Given how much of an In Space fan I am, it’s surely no surprise that I’ve been waiting to get more of them since this line launched.  Obviously, I was all in for an Andros, since I definitely want the main team, but I was also holding out at least a little bit of hope for an Astronema, given that she’s always been left out previously.  Getting both of them together?  That was bliss, honestly.  Sure, Andros is rather by the numbers, and Astronema could stand to have a couple of improvements, but ultimately I really like this set, and I look forward to a deeper In Space component for the line.

Thanks to my sponsors over at All Time Toys for setting me up with these figures to review.  If you’re looking for Lightning Collection, or other toys both old and new, please check out their website and their eBay storefront.

#2587: Psycho Rangers



Remember yesterday, when I was talking about Power Rangers In Space, and how it’s my jam, man?  Well, that continues to be the case.  While the main team of Rangers from the show is just now starting to make their way into Hasbro’s Lightning Collection, we do already have one complete team of Rangers from the show, specifically the Psycho Rangers.  These evil counterparts of the main team were notably absent from the show’s tie-in toys at the time.  They eventually surfaced in Bandai’s Legacy Collection, but the line was cancelled before the whole team could be completed.  The Lightning Collection initially started out with seeming plans to release each Psycho Ranger individually, but then rather quickly threw in that towel and just dropped the whole darn team all at once.  So, uh, here we are.

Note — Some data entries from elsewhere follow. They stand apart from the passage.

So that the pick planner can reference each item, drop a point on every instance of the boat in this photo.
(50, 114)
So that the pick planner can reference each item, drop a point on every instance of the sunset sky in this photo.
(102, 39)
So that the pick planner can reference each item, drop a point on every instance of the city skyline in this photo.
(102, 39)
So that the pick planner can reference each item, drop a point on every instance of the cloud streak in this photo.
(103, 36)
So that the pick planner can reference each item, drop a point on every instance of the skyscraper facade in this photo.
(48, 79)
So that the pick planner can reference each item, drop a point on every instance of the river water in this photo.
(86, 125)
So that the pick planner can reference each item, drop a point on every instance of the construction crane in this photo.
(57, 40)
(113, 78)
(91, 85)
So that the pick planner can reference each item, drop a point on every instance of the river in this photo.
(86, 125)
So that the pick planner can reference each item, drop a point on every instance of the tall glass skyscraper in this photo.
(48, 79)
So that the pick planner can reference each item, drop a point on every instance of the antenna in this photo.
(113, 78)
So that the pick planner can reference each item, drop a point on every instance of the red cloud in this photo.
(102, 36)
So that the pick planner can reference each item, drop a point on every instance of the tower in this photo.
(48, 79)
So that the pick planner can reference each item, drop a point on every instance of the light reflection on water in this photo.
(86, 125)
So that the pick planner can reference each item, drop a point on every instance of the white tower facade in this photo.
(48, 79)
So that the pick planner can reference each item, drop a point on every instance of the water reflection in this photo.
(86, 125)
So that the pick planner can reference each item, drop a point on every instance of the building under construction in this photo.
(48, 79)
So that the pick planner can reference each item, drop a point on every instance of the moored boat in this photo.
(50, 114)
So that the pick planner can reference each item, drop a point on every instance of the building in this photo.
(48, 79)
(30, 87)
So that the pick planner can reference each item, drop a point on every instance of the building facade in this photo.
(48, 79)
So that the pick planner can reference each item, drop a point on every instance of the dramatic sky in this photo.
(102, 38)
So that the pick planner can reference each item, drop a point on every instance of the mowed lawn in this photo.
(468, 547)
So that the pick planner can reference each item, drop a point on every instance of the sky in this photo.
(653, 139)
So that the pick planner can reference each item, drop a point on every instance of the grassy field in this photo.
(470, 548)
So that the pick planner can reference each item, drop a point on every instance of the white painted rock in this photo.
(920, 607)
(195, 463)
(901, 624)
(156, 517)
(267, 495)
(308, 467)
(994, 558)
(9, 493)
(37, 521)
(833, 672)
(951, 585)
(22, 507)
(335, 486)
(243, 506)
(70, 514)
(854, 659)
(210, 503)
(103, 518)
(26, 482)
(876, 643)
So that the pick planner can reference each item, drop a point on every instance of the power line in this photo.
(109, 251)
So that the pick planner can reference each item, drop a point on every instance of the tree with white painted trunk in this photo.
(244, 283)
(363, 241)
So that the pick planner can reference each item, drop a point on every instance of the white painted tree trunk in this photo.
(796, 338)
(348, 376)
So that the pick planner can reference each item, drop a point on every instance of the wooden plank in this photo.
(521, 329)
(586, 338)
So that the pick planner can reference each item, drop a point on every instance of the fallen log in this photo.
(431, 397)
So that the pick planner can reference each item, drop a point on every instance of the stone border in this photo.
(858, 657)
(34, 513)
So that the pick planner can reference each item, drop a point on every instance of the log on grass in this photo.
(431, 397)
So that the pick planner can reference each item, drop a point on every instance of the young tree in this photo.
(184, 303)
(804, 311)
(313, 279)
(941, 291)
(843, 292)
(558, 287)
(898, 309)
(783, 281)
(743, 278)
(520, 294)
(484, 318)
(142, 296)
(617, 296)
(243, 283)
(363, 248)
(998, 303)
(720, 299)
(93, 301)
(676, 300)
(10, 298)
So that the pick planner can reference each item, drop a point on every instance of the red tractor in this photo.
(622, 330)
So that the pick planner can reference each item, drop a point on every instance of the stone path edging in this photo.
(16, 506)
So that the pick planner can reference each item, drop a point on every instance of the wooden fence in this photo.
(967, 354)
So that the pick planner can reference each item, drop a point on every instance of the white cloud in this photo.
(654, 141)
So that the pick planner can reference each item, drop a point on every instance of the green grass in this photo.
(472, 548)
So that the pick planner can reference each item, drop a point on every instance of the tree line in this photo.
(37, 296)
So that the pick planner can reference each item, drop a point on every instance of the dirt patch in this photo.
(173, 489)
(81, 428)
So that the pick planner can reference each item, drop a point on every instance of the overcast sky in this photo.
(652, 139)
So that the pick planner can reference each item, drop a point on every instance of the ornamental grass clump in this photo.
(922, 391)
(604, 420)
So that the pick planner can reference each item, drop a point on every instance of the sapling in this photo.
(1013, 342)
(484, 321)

The Psycho Rangers were released as an Amazon-exclusive boxed set, as part of the Lightning Collection line-up, hitting towards the end of the summer of this past year.  Black, Yellow, and Pink are exclusive to this set.  The Red and Blue Psycho included in this set are indistinguishable from the prior releases, reviewed here and here, though there is also an effects piece included for Red’s sword, albeit one re-used from elsewhere in the line.

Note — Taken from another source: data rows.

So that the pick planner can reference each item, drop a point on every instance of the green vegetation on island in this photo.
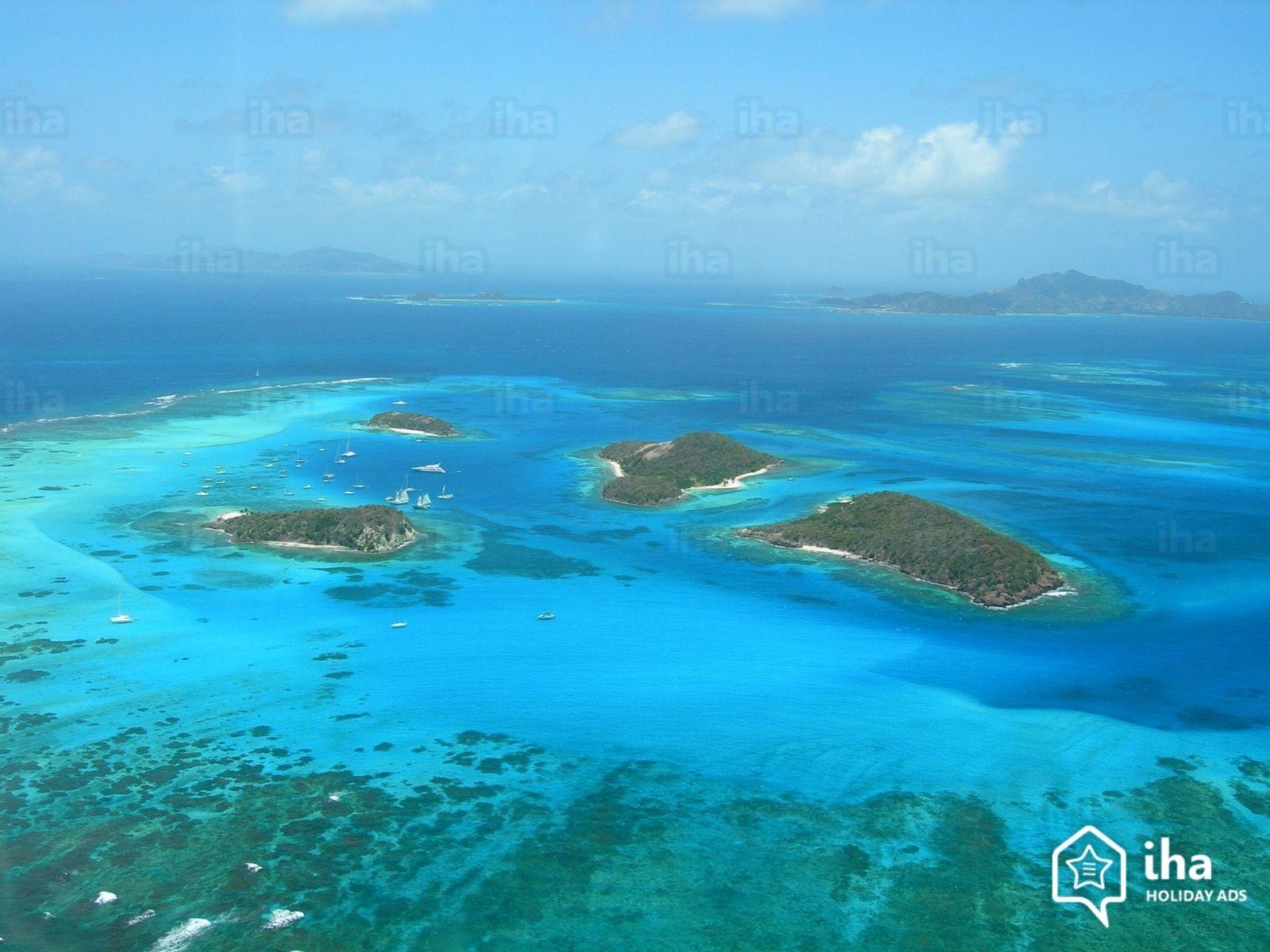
(1068, 292)
(364, 528)
(413, 423)
(926, 541)
(652, 474)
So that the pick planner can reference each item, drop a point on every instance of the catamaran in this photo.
(120, 617)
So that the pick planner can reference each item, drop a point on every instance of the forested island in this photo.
(1067, 292)
(652, 474)
(364, 528)
(926, 541)
(416, 424)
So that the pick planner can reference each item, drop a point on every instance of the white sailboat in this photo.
(402, 497)
(120, 617)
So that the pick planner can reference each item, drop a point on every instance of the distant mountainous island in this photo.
(315, 260)
(1068, 292)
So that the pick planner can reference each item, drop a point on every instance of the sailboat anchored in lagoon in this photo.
(403, 495)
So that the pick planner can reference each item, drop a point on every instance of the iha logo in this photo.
(1090, 869)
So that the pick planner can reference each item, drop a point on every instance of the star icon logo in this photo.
(1089, 869)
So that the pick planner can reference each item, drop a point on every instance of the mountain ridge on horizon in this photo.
(1058, 292)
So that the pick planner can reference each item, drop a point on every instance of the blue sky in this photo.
(768, 143)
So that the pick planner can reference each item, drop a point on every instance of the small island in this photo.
(925, 541)
(364, 528)
(1070, 292)
(413, 424)
(653, 474)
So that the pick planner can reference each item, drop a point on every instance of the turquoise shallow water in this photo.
(714, 746)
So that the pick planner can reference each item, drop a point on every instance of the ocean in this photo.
(714, 746)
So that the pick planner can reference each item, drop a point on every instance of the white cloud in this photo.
(948, 162)
(314, 160)
(1157, 197)
(33, 175)
(327, 12)
(408, 194)
(237, 183)
(751, 10)
(675, 130)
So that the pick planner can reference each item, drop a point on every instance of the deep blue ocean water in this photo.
(1130, 450)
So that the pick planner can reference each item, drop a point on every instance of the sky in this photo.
(783, 144)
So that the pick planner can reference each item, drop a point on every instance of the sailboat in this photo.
(120, 617)
(402, 497)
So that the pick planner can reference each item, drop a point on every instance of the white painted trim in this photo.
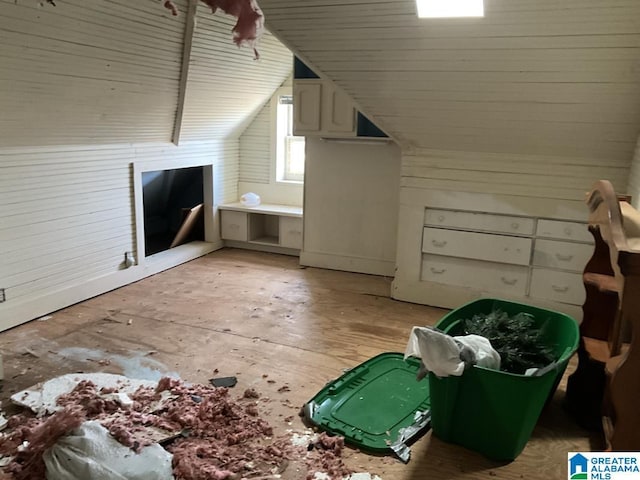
(370, 266)
(262, 248)
(268, 208)
(14, 314)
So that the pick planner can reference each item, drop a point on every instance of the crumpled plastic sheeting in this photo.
(41, 398)
(445, 355)
(91, 452)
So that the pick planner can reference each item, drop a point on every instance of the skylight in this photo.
(450, 8)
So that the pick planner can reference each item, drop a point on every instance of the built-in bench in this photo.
(268, 227)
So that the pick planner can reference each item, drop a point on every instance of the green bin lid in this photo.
(370, 403)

Psycho Black was fortunate enough to be one of the ones Bandai got to, by virtue of being largely a parts re-use of the other male Psychos.  Hasbro’s version sticks with that, rather unsurprisingly.  He’s still 6 inches tall and he still has 34 points of articulation.  The articulation on this body, specifically the arms, is a bit on the limited side, but otherwise, I do really like this sculpt, and I certainly don’t have any issues with its re-use here.  Obviously, he swaps out the paint scheme, with the primary color accents of the least two being changed to black here.  I do appreciate that they kept the shinier finish to the accented parts, thereby keeping those parts from getting too lost in with the rest of the black on the costume.  Psycho Black is packed with his Psycho Rod, and two sets of hands in gripping and a fist/electrical effect combo pairing.  I’m bummed that he didn’t get an effects piece for his weapon, but it’s worth noting that his effect hand is actually a unique sculpt from the other two male Psychos.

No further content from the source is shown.